Raising children when your mental health is spiralling

Tori Bowman Johnson

Tori Bowman Johnson

Tori, a freelance writer, has worked in production, talent management & branding since her agency role at Vivien’s Model Management in Melbourne in 2011. Tori has recently launched, The First Word; a conversational podcast for women, particularly those who juggle young children & paid work. Tori is also a very proud mum of two little boys.
Updated on Jun 13, 2024 · 10 mins read
Raising children when your mental health is spiralling

When depressive slopes spill into my morning coffee, it’s my two boys who seem to override all other remedies. I used to think that looking after children through the blue days would be impossible (and don’t get me wrong, there are times when it does seem unthinkable), but they provide purpose and grounding when I unintentionally disconnect.

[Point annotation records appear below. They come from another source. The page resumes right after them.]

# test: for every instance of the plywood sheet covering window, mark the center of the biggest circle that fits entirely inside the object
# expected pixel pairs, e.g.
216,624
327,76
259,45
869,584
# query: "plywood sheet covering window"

In many ways a child’s soft nature personifies kindness. Being engulfed by a child’s world feels like the universe is handing you a gift in the form of a sweet entry into innocent space. The kindness behind this is healing.

There’s a divine quote in what I personally believe to be one of the best books ever written, Wonder by R J Palacio. He writes, “Kinder than is necessary. Because it’s not enough to be kind. One should be kinder than needed.”

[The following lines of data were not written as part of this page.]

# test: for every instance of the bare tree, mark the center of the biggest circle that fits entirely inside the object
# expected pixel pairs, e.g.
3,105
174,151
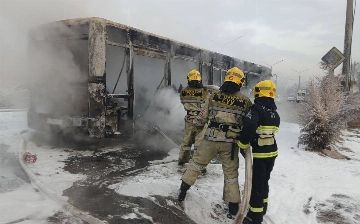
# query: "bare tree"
356,73
325,112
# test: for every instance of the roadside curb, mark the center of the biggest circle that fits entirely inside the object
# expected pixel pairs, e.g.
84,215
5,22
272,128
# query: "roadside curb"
64,205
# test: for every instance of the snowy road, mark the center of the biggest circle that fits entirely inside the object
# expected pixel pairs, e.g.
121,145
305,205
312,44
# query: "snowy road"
119,184
20,201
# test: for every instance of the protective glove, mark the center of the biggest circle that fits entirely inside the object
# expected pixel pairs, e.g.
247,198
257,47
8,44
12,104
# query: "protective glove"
243,152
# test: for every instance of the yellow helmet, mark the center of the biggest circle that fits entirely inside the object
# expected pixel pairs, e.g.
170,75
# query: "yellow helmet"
265,88
235,75
194,75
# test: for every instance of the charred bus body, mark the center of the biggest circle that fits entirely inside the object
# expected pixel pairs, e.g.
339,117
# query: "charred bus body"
91,74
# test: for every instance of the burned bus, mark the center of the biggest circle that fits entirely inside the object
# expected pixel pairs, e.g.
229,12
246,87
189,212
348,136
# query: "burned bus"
90,74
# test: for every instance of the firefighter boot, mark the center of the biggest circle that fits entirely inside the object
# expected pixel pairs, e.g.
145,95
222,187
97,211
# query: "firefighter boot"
265,208
247,220
184,187
233,209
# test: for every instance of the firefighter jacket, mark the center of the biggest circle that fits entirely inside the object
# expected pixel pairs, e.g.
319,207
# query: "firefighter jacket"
260,124
193,99
223,115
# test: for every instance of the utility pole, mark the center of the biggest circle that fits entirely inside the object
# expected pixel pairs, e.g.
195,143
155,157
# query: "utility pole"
347,43
299,72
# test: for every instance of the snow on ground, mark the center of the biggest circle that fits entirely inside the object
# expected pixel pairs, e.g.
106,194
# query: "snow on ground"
304,188
48,168
20,201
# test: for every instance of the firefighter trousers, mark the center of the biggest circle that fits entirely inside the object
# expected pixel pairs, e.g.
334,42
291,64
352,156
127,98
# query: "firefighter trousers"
262,168
207,151
191,136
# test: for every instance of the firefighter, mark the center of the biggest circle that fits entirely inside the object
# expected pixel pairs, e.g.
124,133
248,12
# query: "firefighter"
260,124
222,118
193,97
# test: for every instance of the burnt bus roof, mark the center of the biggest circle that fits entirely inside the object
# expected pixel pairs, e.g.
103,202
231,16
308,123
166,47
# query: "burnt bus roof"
156,46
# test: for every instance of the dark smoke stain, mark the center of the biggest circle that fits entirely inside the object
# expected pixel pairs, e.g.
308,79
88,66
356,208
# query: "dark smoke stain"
63,218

In this context, this quote acts as a reminder to unreservedly dissolve into my children’s view of the world (colour, song, play) and let the experience of doing so smother my blue.

Recently I had COVID. Ugh, what an absolute inconvenience that particular double-lined test result can be. Not to mention a pretty grim sickness to be laden with, with kids in tow. Symptom-wise my case was fairly mild, thank goodness. The undoing was in the fatigue, the loss of taste, and the brain fog. All of which triggered a depressive spiral. I repeat, ugh.

When I’m feeling poorly, I tend to take time off exercise to give my body time to rest and recover. While beneficial to my immune system, it can be somewhat detrimental to my state of mind. I know I am not alone here. 

I’ve written about my history with depression and OCD in previous articles and explained how the combination of medication, exercise, and diet act as a very helpful clutch. The trick behind the efficacy of this clutch, however, is consistency. Daily consistency.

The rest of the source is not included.